Beta2 and Alpha2 adrenergic receptors mediate the proneurogenic in vitro effects of norquetiapine

Positive modulation of adult hippocampal neurogenesis (ahNG) may contribute to the therapeutic effects of clinically relevant antidepressant drugs, including atypical antipsychotics. Quetiapine (QTP), an antipsychotic which represents a therapeutic option in patients who are resistant to classical antidepressants, promotes ahNG in preclinical studies. Norquetiapine (NORQ), the key active metabolite of quetiapine in humans, has a distinctive receptor profile than the parent compound. The drug is indeed a high affinity norepinephrine transporter (NET) inhibitor and such activity has been proposed to contribute to its antidepressant effect.

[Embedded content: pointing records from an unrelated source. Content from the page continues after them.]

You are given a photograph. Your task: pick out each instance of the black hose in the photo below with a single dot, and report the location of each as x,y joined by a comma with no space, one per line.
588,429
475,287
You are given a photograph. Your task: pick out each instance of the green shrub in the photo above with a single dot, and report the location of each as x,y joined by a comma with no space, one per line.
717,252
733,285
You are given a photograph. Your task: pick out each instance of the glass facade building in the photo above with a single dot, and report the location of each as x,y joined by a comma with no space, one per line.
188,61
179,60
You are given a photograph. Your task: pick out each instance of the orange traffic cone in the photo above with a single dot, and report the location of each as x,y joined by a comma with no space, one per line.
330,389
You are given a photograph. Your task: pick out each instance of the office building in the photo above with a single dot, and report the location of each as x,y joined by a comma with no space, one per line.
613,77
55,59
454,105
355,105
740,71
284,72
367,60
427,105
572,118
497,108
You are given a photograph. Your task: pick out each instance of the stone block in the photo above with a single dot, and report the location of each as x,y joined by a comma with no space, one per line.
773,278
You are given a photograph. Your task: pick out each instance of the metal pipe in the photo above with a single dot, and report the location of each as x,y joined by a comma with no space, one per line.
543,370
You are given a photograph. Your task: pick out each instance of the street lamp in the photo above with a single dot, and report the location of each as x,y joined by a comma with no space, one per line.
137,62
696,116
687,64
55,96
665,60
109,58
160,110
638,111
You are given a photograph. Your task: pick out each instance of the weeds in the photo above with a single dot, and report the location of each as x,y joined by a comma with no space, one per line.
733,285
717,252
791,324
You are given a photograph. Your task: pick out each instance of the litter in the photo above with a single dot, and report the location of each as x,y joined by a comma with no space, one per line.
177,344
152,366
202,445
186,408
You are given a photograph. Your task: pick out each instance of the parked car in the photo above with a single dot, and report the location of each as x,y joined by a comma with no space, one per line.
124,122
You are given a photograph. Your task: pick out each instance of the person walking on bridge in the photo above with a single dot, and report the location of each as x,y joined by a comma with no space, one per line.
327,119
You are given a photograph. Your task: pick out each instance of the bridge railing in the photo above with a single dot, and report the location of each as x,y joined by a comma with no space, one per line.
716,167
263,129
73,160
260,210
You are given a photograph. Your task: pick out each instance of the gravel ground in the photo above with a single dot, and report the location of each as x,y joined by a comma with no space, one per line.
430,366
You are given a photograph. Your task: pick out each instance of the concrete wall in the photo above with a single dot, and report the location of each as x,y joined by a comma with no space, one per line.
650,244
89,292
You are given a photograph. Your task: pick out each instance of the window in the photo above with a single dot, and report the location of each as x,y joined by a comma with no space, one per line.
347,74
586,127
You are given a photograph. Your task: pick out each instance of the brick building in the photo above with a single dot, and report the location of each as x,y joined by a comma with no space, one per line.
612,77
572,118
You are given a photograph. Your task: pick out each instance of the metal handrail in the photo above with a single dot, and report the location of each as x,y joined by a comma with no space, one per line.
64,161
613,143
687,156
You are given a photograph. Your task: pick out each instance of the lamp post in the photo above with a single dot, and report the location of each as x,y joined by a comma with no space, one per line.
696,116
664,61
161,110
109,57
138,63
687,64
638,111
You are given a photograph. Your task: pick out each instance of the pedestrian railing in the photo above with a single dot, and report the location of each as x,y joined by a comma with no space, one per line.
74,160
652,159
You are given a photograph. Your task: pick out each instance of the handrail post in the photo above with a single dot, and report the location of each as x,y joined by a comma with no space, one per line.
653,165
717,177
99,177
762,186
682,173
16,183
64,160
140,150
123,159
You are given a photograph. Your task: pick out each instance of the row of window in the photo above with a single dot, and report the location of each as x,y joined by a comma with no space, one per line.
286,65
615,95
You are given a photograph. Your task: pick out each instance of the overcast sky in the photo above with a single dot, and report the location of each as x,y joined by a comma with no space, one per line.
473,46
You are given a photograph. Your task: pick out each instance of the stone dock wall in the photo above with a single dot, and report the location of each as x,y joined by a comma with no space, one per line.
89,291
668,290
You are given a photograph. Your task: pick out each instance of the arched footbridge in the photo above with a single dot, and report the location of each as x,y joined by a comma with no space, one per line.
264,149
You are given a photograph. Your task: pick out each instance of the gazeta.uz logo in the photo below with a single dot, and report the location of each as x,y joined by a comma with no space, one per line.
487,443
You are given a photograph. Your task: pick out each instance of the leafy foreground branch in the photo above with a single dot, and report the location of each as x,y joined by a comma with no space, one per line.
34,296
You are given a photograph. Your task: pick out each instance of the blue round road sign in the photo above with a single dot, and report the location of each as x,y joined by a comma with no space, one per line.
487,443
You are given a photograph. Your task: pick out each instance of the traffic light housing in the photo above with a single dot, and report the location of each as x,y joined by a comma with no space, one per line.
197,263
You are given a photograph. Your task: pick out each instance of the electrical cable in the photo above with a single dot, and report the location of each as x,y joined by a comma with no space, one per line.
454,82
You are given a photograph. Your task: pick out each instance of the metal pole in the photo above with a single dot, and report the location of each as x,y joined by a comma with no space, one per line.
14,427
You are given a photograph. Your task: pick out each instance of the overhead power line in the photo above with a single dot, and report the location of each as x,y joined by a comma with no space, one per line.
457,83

At present no information is available on the effects of norquetiapine on adult neurogenesis. We extensively investigated the activity of QTP and NORQ on adult murine neural stem/progenitor cells and their progeny. Additionally, selective antagonists for beta2/alpha2 adrenergic receptors (AR) allowed us to evaluate if these receptors could mediate QTP and NORQ effects. We demonstrated that both drugs elicit in vitro proneurogenic effects but also that norquetiapine had distinctive properties which may depend on its ability to inhibit NET and involve beta2/alpha2 AR.